Don’t Worry—I Won’t Get Too Close

Meanwhile there’s this dream
I have of you—

a card game, a maze
of corridors, fingers hidden
behind torsos, a borrowed

kiss, another kind
of numbers played here—
and the song? I wake too soon.

Yearbook: A Found Poem

“There’s no art
To find the mind’s construction in the face.”
—William Shakespeare, Macbeth

Black and white is better.
A chance to sing
with the prettiest
soccer player he ever coached is best

between the pipes.
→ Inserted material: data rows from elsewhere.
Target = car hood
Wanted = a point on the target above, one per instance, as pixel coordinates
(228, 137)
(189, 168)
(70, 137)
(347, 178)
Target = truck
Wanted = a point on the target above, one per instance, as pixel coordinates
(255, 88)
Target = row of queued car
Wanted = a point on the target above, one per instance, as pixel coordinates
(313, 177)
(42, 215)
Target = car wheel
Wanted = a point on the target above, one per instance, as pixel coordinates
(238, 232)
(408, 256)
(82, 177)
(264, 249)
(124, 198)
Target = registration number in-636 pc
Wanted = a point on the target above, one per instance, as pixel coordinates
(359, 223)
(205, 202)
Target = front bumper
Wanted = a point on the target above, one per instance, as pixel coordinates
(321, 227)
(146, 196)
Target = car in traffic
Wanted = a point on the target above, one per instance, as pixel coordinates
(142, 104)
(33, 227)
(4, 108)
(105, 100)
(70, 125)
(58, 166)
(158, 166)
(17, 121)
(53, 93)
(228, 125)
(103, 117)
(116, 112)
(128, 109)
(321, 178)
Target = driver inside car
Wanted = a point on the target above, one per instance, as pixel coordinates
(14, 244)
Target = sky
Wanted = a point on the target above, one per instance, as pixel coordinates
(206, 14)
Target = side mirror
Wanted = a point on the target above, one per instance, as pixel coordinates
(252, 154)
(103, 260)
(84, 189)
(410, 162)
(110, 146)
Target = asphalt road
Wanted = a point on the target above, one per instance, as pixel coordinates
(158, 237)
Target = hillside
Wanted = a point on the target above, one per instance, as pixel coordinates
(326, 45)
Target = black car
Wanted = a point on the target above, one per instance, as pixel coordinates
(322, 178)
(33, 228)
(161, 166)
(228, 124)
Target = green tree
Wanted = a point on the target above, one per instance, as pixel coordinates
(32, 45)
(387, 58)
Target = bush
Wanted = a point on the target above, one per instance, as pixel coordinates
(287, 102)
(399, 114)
The choral
room fades into a late-night debate
séance. A rude awakening—you
were no challenge to her

even before she got so lonely
on her mountain. Did you get your kiss
beside a pile of broken
chairs? Behind another brick

in the wall? Bonfire flames
and umbrella silhouettes
become an unfinished
symphony. The egg

drop comes before those fish drawn
on their foreheads in crayon. You make me long

for the artless construction
of your face.

Who Finishes the Sentence

Will drink the new wine. The only conversation
I’ll have this weekend
is with you. If
erythrophobia was fatal, you would have been

a serial killer. Or was it just me?
Not yet vintage, I wanted to be
your only victim. A true enough
kiss to taste the tobacco

before it became my own. I long
to be the person again
who comes along
to stir yours. Though I can’t lick

your ghostly replies, the scent is rich
in pre-fall burning. Hold the leaves.

Doesn’t Check for Rings

One stop
sign, two
spritzes of rosewater, three
sips of iced mint
tea, four
acoustic guitar tunes,  five
kisses on the lips—we
almost got away with a sixth.

What Flavor Preoccupation

Always a bit of gravel
or tar stuck to the bottom
of my shoe. Seldom
anyone watching
when I knock it off.

Haven’t studied a piece
of sculpture in over a month.
Longer for a painting
on a wall or dance performance
on some specific site.

I’m using
pretzel formation
to collect images
to keep from losing
my mind—you are gone.

How long do I wallow
in your death?
It was so long ago,
your kisses tasted
like smoke, not mine.

Pons

Another cruel reminder, cut
across the cheek upon waking—she is powerless

over her dreams. All those words
he lost will not be retrieved

the way her unconscious mind plots
it. The medication she lost

is not hers to lose. If she could
control them, no kisses planted

with perfect choreography
could open any trap doors

to escape from the message:
not to be false.

Repainting the Mouth

She is certain her mouth,
painted cerise,
will not wear away
too soon. She may 

become all lips
without limbs, without
a neck, without a torso.
She would still dip 

this color, with certainty,
to her brush. 

Long before
day one
there was
this painted mouth: 

Lipstick in hand,
she drew her mouth
perfectly without looking.
Later, watching herself 

be an artist,
her lips canvas,
she drew a cinnabar moth,
not a kiss.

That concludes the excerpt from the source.